2015 Service Changes
On June 21, 2015, route P18 was diverted along Southern Avenue to serve Southern Avenue station discontinuing service to Anacostia station. Routes P17 and P19 also discontinue the boarding and alighting restrictions and instead had a limited stop segment created between the Oxon Hill Park & Ride and South Capitol & O Streets.

2016 Proposed Changes
During WMATA's FY2018 budget, WMATA proposed to either eliminate the Oxon Hill–Fort Washington Line or discontinue service to Downtown DC being rerouted to Southern Avenue station. WMATA would also charge the local fare for routes P17 and P19 as express service would be discontinued if it was rerouted to Southern Avenue. This was in order to reduce costs and it has a high subsidy per rider. Performance measures for WMATA goes as the following:

The line would later be saved in 2017.

2017 Service Changes
Beginning on June 25, 2017, service to Downtown DC was discontinued. Route P19 was rerouted along Southern Avenue to serve Southern Avenue station alongside route P18 keeping its same routing between Oxon Hill Pike & Ride and Fort Washington Park & Ride. Route P17 was discontinued and replaced by route P18 which added weekday peak hour service in both directions. P19 would still operate in the weekday peak-hour direction during the changes.

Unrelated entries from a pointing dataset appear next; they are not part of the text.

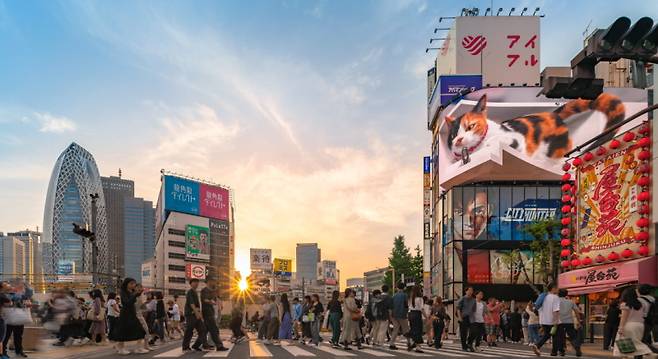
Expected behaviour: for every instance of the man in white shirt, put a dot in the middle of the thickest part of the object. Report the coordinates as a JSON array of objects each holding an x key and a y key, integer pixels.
[{"x": 549, "y": 315}]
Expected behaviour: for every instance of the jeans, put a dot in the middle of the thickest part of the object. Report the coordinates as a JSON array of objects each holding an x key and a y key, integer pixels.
[
  {"x": 192, "y": 324},
  {"x": 334, "y": 323},
  {"x": 533, "y": 333},
  {"x": 564, "y": 330},
  {"x": 544, "y": 338}
]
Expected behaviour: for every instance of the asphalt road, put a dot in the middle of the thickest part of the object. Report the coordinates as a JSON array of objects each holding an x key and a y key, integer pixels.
[{"x": 254, "y": 349}]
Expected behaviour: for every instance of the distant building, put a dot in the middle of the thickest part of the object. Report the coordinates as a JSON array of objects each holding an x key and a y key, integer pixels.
[
  {"x": 374, "y": 279},
  {"x": 12, "y": 253},
  {"x": 74, "y": 179},
  {"x": 308, "y": 256}
]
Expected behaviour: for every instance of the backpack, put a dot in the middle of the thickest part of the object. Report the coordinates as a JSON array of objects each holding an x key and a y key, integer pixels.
[{"x": 540, "y": 301}]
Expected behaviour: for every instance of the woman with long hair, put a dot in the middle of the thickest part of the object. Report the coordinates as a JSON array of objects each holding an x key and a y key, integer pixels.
[
  {"x": 632, "y": 323},
  {"x": 335, "y": 314},
  {"x": 285, "y": 328},
  {"x": 128, "y": 326},
  {"x": 416, "y": 304}
]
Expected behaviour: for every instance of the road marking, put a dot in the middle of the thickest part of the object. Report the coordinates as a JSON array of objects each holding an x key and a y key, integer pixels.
[
  {"x": 258, "y": 350},
  {"x": 336, "y": 352},
  {"x": 218, "y": 354},
  {"x": 297, "y": 351},
  {"x": 174, "y": 353}
]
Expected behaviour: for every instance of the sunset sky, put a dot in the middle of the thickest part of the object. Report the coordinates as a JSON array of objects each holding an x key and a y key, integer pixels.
[{"x": 314, "y": 112}]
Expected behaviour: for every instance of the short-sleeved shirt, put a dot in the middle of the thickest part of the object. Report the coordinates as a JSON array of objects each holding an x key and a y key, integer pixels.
[
  {"x": 550, "y": 305},
  {"x": 400, "y": 305},
  {"x": 192, "y": 297},
  {"x": 566, "y": 311}
]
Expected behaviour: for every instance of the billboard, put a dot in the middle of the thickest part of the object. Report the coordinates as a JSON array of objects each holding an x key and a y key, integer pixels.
[
  {"x": 260, "y": 259},
  {"x": 191, "y": 197},
  {"x": 330, "y": 273},
  {"x": 507, "y": 134},
  {"x": 197, "y": 242},
  {"x": 195, "y": 271},
  {"x": 283, "y": 267},
  {"x": 609, "y": 207}
]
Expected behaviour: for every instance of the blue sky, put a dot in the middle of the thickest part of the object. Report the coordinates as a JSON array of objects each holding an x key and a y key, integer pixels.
[{"x": 314, "y": 112}]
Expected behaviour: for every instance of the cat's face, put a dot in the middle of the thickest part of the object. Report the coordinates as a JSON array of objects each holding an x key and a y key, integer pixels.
[{"x": 469, "y": 129}]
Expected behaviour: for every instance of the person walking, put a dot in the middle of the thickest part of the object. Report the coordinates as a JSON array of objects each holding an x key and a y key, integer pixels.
[
  {"x": 400, "y": 317},
  {"x": 548, "y": 306},
  {"x": 438, "y": 317},
  {"x": 335, "y": 315},
  {"x": 285, "y": 329},
  {"x": 113, "y": 311},
  {"x": 566, "y": 326},
  {"x": 351, "y": 320},
  {"x": 533, "y": 323},
  {"x": 128, "y": 326},
  {"x": 194, "y": 320},
  {"x": 465, "y": 309},
  {"x": 631, "y": 326},
  {"x": 476, "y": 331},
  {"x": 209, "y": 309},
  {"x": 416, "y": 318},
  {"x": 492, "y": 320}
]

Express fares for route P19 was also discontinued and the limited stop segment was also discontinued with all trips becoming local.

New Limited Stop Segment
Beginning on August 7, 2017, in response to customer feedback, routes P18, P19, and W14 implemented a new limited stop segment along Southern Avenue between Southern Avenue station and Indian Head Highway serving only three stops in each direction. Local service is provided by routes A6, A7, D12, D13, D14, NH1, and P12.

2020 Proposed changes
On September 26, 2020, WMATA proposed to eliminate all route P19 service and replace them with route P18 due to low federal funding. Route P19 has not operated since March 17, 2020 due to Metro's response to the COVID-19 pandemic.

Incidents
 On November 27, 2015, at around 1:55 PM, a man was hit by a P18 bus at the intersection of Southern Avenue SE, and Indian Head Highway suffering serious injuries.
 On September 28, 2017, a P18 bus stalled and lost all power to the bus causing it to crash. The accident lead to WMATA pulling its 105 NABI 42-BRT buses from revenue service for two months.